2- THEORETICAL FRAMEWORK
Uncertainty is one of the most controversial concepts in the philosophy and methodology of economics. The history of the concept of economic uncertainty goes back to David Hume. There are three categories of theories about economic uncertainty. The first group believes that the future reality is unchangeable and predetermined and economic decision makers have perfect information. In this view, there is no such thing as uncertainty and the world is in complete certainty. 18th century the economists of were the first group to present this theory. The second group believes that the reality of the future is unchangeable and predetermined and the decision makers are able to know the future. These economists use objective conditional probability functions to solve the future uncertainty problem. The third class considers the future reality to be changeable and unknown. The starting point of these theories started from the study of the Chicago school economist Frank Knight titled "Risk, Uncertainty and Profit". He clearly distinguished between the two concepts of risk and uncertainty. Keynes also reached the same results as Knight. In general, in a situation where the economy has a high level of uncertainty, the theories of the first and second category have a good explanation. But in confronting with exogenous shocks such as the corona virus epidemic, war and financial crisis, the concept of uncertainty will be more appropriate in the theories of the third category. This study will measure this index based on fundamental uncertainty (the third category).
 
3- METHODOLOGY
In this article, the economic uncertainty index in Iran was measured from January 2017 to December 2020 by monitoring and analyzing 3,117,960 news from 28 popular and influential Iranian Telegram channels. To analyze these news, we used "supervised machine learning" methods. In the first step, 13,404 news items were labeled by human evaluators according to their impact on uncertainty. The labels had two modes "affecting uncertainty" and "neutral". Then by using four algorithms ("C4.5" from decision tree methods, "Multilayer Perceptron" from artificial neural network methods, "Logistics" from function-oriented methods and "Simple Bayes" from Bayesian methods) labeling of the whole news was done. The economic uncertainty index was calculated numerically and based on the number of news items that affect economic uncertainty, the measurement and value of this index was standardized, and then the quality of the index was evaluated with historical evidence, relabeling and comparison with the index based on Google data.
 
4- RESULTS & DISCUSSION
Among the 4 media-based uncertainty indicators, 3 indicators can better explain the historical events of this period.

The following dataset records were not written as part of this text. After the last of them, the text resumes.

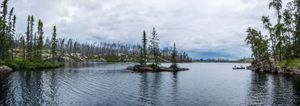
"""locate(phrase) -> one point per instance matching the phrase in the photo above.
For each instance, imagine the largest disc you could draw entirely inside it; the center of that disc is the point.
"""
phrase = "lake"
(94, 84)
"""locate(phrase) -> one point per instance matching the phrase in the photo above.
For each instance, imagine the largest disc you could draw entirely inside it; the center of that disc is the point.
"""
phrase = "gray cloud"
(195, 25)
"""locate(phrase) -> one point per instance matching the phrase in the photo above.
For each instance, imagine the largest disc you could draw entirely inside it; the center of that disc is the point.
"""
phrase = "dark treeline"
(282, 43)
(32, 45)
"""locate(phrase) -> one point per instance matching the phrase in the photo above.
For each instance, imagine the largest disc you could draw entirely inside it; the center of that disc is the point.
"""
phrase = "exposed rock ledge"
(5, 69)
(259, 67)
(140, 68)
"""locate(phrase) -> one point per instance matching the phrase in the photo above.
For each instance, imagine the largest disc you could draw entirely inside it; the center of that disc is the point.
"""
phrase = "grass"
(291, 64)
(20, 64)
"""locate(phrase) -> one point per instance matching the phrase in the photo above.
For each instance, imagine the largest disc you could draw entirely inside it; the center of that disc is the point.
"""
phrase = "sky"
(202, 28)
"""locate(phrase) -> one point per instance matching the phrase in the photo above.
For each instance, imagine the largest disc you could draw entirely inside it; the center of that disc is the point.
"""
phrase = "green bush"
(35, 64)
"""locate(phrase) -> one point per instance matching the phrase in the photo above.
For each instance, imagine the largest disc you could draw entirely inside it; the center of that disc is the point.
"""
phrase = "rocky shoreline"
(139, 68)
(5, 69)
(259, 67)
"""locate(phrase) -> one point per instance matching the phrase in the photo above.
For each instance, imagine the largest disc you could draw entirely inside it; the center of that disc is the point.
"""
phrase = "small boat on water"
(239, 68)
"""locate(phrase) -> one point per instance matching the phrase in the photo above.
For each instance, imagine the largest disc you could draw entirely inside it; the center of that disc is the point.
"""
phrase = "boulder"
(5, 69)
(150, 69)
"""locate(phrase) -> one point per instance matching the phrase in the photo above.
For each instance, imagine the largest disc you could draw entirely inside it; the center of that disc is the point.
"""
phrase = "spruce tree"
(53, 43)
(144, 49)
(174, 58)
(154, 47)
(40, 40)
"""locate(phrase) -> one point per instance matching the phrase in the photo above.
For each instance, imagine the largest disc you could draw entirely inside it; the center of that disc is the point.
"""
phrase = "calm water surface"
(90, 84)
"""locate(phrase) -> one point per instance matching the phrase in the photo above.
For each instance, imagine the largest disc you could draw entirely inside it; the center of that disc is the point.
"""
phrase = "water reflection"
(273, 89)
(108, 84)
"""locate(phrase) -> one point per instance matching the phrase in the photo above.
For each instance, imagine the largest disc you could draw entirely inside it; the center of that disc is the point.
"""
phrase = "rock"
(150, 69)
(5, 69)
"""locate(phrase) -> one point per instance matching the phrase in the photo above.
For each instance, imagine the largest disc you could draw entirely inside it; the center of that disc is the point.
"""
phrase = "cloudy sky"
(203, 28)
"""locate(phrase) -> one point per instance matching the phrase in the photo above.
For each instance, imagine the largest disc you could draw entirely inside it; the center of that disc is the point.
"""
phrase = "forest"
(31, 49)
(280, 47)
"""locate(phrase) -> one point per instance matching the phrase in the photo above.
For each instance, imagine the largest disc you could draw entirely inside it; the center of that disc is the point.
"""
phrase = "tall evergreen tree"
(154, 47)
(296, 45)
(3, 31)
(40, 39)
(174, 58)
(54, 43)
(144, 49)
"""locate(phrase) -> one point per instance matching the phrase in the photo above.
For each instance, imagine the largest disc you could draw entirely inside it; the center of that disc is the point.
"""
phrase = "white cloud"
(195, 25)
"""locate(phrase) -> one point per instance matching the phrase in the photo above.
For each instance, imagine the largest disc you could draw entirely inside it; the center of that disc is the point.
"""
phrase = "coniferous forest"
(280, 46)
(32, 49)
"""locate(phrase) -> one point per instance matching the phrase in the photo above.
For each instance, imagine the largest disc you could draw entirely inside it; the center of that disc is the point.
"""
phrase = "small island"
(154, 57)
(277, 49)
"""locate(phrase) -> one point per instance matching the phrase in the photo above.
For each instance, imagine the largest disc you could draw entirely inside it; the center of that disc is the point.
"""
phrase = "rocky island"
(154, 56)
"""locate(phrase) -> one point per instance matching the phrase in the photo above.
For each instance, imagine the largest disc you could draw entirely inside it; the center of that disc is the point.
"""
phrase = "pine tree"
(144, 49)
(3, 32)
(296, 37)
(40, 40)
(154, 47)
(174, 58)
(23, 45)
(28, 40)
(54, 43)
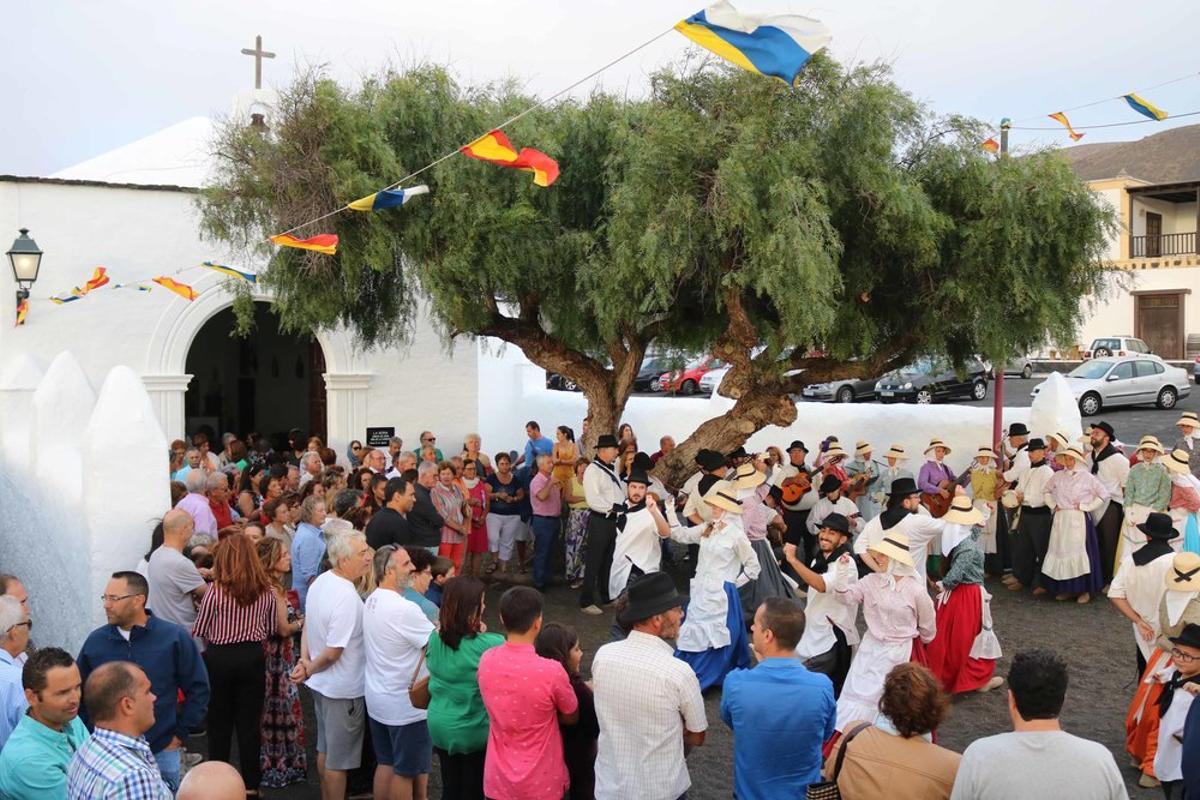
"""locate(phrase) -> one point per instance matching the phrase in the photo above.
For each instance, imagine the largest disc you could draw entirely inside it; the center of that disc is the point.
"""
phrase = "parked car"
(931, 379)
(1116, 346)
(687, 380)
(1126, 380)
(561, 383)
(841, 391)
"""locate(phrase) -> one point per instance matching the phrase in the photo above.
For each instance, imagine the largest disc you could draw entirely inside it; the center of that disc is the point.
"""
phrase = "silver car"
(1126, 380)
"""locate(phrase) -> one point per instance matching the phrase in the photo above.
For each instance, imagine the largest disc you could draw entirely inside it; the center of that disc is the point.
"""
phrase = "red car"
(687, 380)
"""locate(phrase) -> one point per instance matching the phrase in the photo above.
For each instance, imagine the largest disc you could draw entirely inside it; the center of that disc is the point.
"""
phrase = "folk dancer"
(964, 653)
(760, 521)
(1113, 469)
(900, 621)
(1072, 566)
(904, 515)
(831, 627)
(1185, 503)
(1033, 519)
(713, 636)
(832, 500)
(1147, 491)
(864, 474)
(1179, 608)
(606, 499)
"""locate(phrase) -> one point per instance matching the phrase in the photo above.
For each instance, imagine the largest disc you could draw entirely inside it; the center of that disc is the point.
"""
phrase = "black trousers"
(238, 684)
(462, 775)
(601, 541)
(1108, 531)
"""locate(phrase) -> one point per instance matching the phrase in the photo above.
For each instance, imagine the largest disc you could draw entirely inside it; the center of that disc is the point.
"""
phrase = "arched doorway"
(269, 382)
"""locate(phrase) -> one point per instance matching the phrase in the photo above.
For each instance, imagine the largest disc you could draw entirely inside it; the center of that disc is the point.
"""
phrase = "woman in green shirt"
(457, 719)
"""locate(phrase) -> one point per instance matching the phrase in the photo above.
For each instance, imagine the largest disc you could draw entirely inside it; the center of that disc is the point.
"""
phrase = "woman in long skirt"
(900, 621)
(713, 636)
(1072, 567)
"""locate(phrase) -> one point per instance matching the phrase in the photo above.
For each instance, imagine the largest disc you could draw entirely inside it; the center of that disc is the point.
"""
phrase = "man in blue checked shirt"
(115, 762)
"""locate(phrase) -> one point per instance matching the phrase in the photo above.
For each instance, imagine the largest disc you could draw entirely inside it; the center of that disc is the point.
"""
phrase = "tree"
(802, 234)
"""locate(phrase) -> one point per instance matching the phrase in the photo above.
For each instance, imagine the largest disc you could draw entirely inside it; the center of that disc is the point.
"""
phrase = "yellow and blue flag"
(389, 198)
(1145, 107)
(232, 271)
(775, 44)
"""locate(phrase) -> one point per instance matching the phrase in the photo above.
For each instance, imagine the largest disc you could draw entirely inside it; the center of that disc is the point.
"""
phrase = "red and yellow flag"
(181, 289)
(1059, 116)
(496, 149)
(324, 244)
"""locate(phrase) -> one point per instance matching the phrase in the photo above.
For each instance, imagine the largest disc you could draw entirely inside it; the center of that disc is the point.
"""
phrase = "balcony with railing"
(1161, 245)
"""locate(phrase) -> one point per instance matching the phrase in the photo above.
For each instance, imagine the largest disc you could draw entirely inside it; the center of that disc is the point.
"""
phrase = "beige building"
(1153, 185)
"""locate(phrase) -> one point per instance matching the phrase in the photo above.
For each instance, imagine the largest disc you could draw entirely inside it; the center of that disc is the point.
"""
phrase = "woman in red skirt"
(964, 653)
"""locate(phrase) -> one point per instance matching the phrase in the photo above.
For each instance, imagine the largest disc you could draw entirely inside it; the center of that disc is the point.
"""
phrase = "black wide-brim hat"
(1159, 525)
(649, 595)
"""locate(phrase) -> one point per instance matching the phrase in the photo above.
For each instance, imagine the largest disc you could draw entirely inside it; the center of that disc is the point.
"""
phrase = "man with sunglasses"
(168, 656)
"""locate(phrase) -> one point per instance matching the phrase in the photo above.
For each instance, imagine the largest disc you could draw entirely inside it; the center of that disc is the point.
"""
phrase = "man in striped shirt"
(115, 761)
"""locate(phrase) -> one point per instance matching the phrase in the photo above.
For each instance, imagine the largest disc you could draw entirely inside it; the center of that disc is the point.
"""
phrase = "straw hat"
(747, 476)
(937, 443)
(1151, 443)
(1185, 572)
(895, 546)
(723, 494)
(963, 512)
(1179, 462)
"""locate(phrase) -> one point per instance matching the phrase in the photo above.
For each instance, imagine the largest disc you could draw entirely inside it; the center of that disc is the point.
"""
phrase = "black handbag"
(828, 789)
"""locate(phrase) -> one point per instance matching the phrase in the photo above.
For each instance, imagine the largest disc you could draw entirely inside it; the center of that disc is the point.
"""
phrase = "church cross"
(259, 54)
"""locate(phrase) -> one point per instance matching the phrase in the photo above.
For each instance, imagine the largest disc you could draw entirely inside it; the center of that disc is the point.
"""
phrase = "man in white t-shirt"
(395, 631)
(333, 661)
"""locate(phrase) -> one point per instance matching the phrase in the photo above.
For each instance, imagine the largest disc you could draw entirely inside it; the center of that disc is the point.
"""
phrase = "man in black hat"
(1033, 522)
(1113, 469)
(648, 702)
(829, 627)
(605, 494)
(1139, 584)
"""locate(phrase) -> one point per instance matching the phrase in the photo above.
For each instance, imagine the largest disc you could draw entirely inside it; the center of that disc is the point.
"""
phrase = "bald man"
(175, 584)
(211, 781)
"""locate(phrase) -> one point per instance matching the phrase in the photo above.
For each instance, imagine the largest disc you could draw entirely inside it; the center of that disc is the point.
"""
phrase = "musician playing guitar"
(936, 481)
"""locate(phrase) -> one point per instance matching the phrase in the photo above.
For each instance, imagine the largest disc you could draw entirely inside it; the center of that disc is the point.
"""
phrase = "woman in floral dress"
(283, 761)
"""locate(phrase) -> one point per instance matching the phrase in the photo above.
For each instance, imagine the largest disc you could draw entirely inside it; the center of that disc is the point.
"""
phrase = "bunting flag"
(774, 44)
(389, 198)
(1059, 116)
(496, 149)
(1145, 107)
(324, 244)
(232, 271)
(181, 289)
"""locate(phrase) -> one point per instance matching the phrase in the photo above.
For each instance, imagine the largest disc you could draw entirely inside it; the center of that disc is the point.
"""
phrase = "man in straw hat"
(1179, 608)
(900, 621)
(713, 637)
(605, 494)
(1033, 519)
(864, 474)
(936, 480)
(831, 629)
(1113, 469)
(1189, 439)
(964, 653)
(1072, 567)
(648, 702)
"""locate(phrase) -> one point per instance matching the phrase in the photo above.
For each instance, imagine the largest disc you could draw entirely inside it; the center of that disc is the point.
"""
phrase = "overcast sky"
(82, 78)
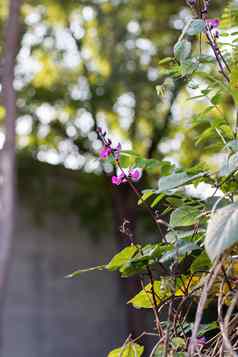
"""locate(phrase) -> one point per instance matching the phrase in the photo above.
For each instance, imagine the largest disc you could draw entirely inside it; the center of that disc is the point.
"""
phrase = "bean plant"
(193, 261)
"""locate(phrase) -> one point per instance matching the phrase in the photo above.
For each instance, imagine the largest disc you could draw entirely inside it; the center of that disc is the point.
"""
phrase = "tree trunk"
(8, 154)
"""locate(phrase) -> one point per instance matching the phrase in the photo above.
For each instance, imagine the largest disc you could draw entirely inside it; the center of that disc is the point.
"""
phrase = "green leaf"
(144, 299)
(230, 166)
(188, 66)
(148, 255)
(166, 60)
(233, 145)
(207, 327)
(184, 216)
(201, 263)
(181, 250)
(173, 236)
(222, 231)
(197, 26)
(81, 271)
(171, 182)
(122, 258)
(146, 194)
(182, 50)
(157, 200)
(129, 350)
(178, 342)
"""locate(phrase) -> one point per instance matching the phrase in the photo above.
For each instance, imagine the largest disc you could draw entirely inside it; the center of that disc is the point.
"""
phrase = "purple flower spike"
(213, 23)
(117, 152)
(201, 341)
(135, 175)
(105, 152)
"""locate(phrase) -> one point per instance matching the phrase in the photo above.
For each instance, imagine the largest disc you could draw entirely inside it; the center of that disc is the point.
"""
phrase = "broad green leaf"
(157, 200)
(122, 258)
(222, 231)
(171, 182)
(230, 166)
(166, 60)
(81, 271)
(144, 299)
(148, 255)
(130, 350)
(197, 26)
(173, 236)
(233, 145)
(183, 249)
(184, 216)
(182, 50)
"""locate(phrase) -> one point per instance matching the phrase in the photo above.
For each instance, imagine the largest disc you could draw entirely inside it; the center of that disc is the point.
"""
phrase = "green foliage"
(122, 258)
(222, 231)
(180, 107)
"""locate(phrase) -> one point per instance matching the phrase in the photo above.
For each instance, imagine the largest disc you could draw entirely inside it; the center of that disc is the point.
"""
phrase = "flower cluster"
(107, 150)
(133, 175)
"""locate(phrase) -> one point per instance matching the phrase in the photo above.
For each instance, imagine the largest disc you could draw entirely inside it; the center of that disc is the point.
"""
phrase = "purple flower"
(117, 152)
(135, 175)
(117, 180)
(105, 152)
(213, 23)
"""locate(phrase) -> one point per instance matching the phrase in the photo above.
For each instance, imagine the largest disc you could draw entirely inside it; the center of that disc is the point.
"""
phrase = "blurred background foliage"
(86, 63)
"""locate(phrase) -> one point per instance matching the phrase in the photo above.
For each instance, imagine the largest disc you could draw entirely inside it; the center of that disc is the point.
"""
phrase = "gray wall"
(46, 315)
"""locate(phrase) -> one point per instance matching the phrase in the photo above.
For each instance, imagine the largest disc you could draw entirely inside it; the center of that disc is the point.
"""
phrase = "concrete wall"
(46, 315)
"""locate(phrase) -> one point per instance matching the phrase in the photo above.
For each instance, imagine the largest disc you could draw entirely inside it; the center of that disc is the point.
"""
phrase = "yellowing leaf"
(122, 258)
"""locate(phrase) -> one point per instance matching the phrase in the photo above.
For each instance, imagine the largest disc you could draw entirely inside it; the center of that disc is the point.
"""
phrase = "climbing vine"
(193, 261)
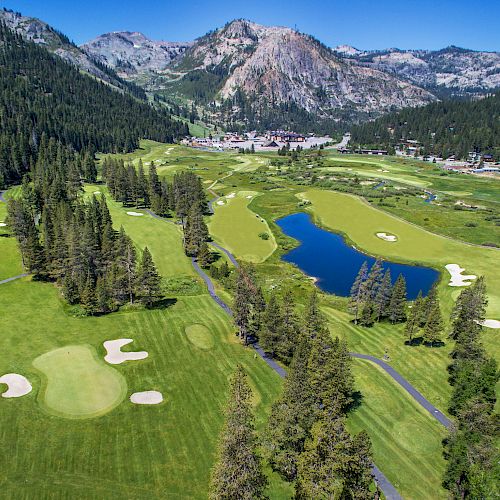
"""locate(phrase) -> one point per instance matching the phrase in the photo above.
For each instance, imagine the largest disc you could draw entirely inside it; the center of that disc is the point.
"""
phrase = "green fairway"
(200, 336)
(406, 439)
(237, 228)
(359, 221)
(78, 384)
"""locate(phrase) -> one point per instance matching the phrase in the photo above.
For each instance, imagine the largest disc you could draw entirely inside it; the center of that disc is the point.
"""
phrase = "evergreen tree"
(148, 279)
(433, 327)
(357, 292)
(237, 473)
(292, 416)
(397, 305)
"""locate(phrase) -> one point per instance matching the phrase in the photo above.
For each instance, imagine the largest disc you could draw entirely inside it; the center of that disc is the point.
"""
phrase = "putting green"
(78, 384)
(200, 336)
(360, 221)
(237, 228)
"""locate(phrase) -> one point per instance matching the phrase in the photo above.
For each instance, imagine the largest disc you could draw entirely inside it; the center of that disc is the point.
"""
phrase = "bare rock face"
(280, 65)
(132, 53)
(452, 68)
(41, 33)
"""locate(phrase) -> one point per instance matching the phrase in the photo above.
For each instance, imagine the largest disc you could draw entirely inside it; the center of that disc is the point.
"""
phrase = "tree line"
(374, 298)
(306, 440)
(40, 94)
(442, 128)
(184, 197)
(471, 447)
(72, 242)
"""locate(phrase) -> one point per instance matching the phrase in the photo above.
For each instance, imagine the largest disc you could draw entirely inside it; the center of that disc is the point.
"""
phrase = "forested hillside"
(42, 95)
(444, 128)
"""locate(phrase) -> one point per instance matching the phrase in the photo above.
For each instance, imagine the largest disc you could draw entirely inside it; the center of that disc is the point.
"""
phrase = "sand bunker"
(489, 323)
(457, 279)
(17, 385)
(146, 398)
(387, 237)
(116, 356)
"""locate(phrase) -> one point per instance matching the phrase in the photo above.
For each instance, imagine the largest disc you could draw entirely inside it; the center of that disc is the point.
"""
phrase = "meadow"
(168, 449)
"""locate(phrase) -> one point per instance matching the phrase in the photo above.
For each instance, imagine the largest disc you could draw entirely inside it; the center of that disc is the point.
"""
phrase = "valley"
(248, 264)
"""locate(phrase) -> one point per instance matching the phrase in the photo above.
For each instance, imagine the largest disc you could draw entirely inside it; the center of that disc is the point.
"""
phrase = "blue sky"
(377, 24)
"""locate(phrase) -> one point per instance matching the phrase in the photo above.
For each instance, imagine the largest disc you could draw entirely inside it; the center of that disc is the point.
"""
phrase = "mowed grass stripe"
(406, 440)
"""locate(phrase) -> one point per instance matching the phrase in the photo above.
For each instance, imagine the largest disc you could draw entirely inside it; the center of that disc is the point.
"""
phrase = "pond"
(335, 264)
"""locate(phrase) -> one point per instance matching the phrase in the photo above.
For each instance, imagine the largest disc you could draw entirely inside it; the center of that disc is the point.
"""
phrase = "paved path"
(13, 278)
(439, 416)
(384, 484)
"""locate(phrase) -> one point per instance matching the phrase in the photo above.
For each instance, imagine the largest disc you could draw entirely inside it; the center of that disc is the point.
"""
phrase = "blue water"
(326, 256)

Among them, the best performance is determined by C4.5 algorithm from the decision tree methods. After this algorithm, multilayer perceptron, logistic has the best performance and the weakest performance belongs to the simple Bayes method. Media-based economic uncertainty index trend with C4.5 method is consistent with the important events of the study period, in such a way that the highest level of uncertainty occurred during the period when Trump announced his withdrawal from the JCPOA until the official withdrawal of the United States from the JCPOA. In general, it can be said that the fluctuations of the economic uncertainty index have been limited and have several jumps, which are due to the withdrawal of the United States from the JCPOA, the oil embargo and the assassination of Sardar Soleimani.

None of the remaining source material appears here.